Governor Dan McKee signed a bill making recreational marijuana use legal in the state on May 25, with the new law taking effect immediately.
This means adults 21 and older can now:
- possess up to an ounce of cannabis
- grow cannabis within their primary residence (to a certain limit), and
- possess up to 10 ounces of cannabis in their homes in addition to live plants.
Employers aren’t required to accommodate an employee’s use or possession of marijuana, according to law firm Jackson Lewis. Employers can also terminate, discipline or refuse to hire workers based on an individual’s violation of a workplace drug policy or if an individual was working under the influence of cannabis.
No negative action for use outside of work, with some exceptions
However, negative employment action can’t be taken against an employee “solely for an employee’s private, lawful use of cannabis outside the workplace and so long as the employee has not and is not working under the influence of cannabis.”
There are exceptions to this, including if:
- off-duty use is prohibited by the terms of a collective bargaining agreement
- the employer is a federal contractor or otherwise subject to a federal law or regulation so that failure to discipline an employee would cause the employer loss of a monetary or licensing benefit under the law, or
- an employee works in a profession that is “hazardous, dangerous or essential to public welfare and safety.”
If an employee falls under the hazardous profession category, the employer may adopt policies prohibiting the use of cannabis within the 24-hour period prior to a scheduled work shift.

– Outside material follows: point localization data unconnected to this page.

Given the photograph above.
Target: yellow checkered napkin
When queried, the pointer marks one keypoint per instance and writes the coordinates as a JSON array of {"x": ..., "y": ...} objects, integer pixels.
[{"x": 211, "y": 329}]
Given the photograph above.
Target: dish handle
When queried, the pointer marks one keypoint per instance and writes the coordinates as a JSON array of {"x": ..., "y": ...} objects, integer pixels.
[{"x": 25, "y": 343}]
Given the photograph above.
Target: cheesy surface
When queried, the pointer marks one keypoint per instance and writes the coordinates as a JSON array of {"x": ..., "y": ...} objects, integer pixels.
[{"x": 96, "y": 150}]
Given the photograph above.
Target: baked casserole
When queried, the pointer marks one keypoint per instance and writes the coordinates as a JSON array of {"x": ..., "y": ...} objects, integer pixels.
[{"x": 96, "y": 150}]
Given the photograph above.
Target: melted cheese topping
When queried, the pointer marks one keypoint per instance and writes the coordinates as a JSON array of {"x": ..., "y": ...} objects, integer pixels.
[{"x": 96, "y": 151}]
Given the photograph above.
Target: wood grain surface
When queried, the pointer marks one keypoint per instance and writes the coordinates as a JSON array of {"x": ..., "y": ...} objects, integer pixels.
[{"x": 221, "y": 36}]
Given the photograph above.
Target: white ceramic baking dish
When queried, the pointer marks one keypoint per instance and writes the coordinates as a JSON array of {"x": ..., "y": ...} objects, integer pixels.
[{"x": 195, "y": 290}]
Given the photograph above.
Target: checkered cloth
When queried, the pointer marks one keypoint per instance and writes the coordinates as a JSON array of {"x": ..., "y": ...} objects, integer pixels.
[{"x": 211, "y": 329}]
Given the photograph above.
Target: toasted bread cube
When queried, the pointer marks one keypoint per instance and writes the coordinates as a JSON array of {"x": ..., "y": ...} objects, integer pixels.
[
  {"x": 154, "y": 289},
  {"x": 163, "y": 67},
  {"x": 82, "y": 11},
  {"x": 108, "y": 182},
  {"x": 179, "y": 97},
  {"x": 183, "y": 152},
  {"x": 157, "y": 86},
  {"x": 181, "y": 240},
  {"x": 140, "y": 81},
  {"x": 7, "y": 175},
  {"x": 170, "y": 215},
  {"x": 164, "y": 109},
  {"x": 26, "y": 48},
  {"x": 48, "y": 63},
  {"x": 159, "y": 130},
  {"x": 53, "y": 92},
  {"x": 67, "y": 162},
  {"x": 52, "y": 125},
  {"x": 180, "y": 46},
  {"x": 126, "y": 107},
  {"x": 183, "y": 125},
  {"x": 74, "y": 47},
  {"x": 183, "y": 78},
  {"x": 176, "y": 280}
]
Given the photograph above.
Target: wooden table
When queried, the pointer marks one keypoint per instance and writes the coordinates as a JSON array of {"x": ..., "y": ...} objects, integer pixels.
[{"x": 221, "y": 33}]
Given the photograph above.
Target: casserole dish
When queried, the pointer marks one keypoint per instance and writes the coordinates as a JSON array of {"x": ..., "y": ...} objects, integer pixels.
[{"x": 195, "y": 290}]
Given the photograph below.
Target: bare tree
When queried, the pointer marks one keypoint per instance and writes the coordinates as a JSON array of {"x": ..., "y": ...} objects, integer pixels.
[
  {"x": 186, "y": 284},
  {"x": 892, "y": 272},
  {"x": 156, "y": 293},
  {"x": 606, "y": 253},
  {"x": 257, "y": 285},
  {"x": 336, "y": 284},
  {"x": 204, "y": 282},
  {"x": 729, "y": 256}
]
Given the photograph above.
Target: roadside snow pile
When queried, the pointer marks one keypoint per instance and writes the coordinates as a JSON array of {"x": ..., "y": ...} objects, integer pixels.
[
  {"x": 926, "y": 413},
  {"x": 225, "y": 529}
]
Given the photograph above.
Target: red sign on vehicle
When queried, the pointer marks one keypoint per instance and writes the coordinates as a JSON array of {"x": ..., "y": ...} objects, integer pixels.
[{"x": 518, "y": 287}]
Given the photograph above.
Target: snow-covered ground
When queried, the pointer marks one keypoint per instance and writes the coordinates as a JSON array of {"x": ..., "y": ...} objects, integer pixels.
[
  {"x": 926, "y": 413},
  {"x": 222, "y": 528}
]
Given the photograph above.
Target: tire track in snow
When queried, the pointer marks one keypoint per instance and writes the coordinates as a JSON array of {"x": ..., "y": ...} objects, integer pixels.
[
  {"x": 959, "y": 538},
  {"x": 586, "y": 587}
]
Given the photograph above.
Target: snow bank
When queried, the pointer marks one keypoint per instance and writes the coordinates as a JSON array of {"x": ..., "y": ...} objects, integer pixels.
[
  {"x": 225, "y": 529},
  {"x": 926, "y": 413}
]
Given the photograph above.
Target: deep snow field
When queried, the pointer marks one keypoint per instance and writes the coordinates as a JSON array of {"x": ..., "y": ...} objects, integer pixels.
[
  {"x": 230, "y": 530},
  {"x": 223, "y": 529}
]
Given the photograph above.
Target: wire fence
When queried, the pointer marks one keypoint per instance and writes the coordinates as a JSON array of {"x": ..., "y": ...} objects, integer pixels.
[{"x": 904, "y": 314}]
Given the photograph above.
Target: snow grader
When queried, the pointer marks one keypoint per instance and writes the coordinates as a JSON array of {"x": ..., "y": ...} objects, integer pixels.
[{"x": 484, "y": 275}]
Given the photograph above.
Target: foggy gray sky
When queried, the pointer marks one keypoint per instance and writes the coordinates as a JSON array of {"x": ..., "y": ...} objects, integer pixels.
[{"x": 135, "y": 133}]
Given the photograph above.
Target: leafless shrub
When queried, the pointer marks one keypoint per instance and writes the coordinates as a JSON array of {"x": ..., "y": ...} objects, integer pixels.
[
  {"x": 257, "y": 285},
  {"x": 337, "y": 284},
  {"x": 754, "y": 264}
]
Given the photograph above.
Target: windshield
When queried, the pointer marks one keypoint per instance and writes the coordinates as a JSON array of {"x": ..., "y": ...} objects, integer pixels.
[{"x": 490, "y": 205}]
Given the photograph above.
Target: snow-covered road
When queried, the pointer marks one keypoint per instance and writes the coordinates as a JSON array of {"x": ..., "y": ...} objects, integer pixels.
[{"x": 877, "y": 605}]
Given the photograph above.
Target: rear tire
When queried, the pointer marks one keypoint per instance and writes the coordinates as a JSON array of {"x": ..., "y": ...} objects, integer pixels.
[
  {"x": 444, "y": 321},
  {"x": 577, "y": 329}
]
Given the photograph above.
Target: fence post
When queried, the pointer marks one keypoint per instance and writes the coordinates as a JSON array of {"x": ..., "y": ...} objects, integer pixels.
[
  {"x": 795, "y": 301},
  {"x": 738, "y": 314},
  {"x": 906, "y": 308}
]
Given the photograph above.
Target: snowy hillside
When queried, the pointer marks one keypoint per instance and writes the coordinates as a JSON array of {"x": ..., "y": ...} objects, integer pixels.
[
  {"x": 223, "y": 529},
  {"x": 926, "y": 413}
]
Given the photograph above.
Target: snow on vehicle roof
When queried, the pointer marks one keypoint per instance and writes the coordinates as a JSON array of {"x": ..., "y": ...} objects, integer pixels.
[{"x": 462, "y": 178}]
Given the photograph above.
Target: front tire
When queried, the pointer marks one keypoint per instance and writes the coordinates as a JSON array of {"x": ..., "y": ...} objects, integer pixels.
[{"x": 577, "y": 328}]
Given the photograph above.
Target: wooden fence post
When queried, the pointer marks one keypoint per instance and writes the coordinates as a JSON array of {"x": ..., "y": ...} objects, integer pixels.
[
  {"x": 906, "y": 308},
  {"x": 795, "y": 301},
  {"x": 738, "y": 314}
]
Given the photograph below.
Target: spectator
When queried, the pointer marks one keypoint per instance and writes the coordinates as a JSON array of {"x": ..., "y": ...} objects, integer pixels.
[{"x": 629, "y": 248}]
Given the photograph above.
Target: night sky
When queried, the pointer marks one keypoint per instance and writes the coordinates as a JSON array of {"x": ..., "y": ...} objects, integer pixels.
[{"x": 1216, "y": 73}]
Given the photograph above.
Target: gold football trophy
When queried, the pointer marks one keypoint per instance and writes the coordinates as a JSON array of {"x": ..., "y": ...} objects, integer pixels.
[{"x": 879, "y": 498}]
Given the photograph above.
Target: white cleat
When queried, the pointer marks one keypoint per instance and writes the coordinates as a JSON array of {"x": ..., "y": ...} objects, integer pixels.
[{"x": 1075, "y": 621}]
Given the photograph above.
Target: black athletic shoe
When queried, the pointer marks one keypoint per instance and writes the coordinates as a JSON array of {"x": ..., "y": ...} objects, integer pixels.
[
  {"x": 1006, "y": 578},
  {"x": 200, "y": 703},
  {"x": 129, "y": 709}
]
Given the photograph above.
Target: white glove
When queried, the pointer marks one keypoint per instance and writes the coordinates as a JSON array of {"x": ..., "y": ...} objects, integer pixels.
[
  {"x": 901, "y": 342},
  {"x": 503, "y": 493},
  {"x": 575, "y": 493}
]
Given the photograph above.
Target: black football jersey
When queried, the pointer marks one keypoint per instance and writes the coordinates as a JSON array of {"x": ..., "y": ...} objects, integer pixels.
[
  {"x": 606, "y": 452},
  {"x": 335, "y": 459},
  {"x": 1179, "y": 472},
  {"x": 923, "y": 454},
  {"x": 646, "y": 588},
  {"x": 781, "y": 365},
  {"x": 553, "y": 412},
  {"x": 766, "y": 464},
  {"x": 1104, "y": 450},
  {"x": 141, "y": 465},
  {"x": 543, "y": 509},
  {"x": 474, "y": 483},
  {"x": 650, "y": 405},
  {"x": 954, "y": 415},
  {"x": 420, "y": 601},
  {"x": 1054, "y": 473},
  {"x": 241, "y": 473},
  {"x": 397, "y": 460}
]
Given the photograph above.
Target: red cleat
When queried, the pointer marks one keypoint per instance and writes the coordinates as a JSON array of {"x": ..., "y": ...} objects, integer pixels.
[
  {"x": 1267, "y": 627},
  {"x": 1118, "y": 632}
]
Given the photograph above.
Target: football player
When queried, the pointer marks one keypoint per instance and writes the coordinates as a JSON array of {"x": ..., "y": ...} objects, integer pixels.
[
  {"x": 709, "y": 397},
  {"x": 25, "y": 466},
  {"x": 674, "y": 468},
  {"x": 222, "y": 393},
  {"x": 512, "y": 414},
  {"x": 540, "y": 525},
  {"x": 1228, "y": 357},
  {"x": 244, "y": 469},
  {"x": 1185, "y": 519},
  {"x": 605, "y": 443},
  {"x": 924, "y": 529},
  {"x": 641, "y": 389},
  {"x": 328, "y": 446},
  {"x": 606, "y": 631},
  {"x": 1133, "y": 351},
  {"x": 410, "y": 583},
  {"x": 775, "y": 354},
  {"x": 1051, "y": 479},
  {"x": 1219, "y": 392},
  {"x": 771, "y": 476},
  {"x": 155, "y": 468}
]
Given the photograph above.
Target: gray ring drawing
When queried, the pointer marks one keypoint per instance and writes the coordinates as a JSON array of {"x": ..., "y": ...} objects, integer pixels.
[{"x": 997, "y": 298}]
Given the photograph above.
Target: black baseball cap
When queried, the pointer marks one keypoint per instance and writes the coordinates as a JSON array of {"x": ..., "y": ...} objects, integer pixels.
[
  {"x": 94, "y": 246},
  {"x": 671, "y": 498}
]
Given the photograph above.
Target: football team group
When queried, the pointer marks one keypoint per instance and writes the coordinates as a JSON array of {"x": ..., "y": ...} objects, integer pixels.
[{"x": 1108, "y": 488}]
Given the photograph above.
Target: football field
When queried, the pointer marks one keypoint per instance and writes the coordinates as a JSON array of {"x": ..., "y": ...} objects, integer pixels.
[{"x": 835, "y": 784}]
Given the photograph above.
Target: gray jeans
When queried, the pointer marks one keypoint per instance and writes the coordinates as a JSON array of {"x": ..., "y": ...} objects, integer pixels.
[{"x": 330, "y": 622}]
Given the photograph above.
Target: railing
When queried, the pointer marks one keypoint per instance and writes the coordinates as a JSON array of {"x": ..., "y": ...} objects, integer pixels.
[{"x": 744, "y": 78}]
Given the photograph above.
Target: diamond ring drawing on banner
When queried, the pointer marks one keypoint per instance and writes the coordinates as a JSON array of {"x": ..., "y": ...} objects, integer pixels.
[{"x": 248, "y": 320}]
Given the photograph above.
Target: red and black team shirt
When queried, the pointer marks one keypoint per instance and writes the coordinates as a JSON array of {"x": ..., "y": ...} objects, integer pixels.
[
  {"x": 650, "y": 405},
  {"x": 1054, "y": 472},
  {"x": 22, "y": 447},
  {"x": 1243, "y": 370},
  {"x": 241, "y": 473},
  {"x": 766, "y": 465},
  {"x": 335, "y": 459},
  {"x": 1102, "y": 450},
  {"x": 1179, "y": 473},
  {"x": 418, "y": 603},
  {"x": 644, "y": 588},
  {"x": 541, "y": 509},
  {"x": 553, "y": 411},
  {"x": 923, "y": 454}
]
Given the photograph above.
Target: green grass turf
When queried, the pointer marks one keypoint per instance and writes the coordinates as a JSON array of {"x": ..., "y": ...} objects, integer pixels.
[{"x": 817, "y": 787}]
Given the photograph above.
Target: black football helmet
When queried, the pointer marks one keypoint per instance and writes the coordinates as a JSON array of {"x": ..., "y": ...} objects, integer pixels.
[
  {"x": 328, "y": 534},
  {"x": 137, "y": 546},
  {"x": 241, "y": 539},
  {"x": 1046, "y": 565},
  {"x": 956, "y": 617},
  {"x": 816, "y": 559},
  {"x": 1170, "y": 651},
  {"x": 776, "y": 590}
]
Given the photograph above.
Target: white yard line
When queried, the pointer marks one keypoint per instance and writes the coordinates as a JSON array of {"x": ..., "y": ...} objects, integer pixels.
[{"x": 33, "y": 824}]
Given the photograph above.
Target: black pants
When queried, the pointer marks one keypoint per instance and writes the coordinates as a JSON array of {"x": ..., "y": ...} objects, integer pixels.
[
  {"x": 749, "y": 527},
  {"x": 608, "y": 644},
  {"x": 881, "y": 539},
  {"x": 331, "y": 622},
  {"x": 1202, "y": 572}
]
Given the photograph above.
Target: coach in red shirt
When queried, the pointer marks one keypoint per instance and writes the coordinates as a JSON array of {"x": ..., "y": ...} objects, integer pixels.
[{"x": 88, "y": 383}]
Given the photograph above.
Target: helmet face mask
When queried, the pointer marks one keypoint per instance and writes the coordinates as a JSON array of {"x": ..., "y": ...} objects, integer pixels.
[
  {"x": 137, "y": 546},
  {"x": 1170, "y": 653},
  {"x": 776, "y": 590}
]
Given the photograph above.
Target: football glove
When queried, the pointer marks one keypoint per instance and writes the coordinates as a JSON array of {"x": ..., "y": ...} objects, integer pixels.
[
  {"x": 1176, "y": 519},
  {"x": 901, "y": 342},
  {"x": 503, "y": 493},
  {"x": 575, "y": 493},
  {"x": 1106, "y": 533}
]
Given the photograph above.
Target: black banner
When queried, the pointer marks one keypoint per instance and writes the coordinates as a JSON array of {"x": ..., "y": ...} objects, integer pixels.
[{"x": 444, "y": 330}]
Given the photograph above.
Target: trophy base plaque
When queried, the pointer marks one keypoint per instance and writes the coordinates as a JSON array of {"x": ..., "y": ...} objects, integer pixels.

Some examples of work that falls under this exception include:
- operation of an aircraft or watercraft
- operation of heavy equipment or machinery
- operation of commercial vehicles, school buses or public transportation
- use of explosives
- public safety first responder jobs, and
- emergency and surgical medical personnel.
Obviously, drivers of commercial motor vehicles who fall under the U.S. Department of Transportation’s drug and alcohol testing regulations aren’t allowed to use marijuana at all and will be disqualified from driving for a positive test.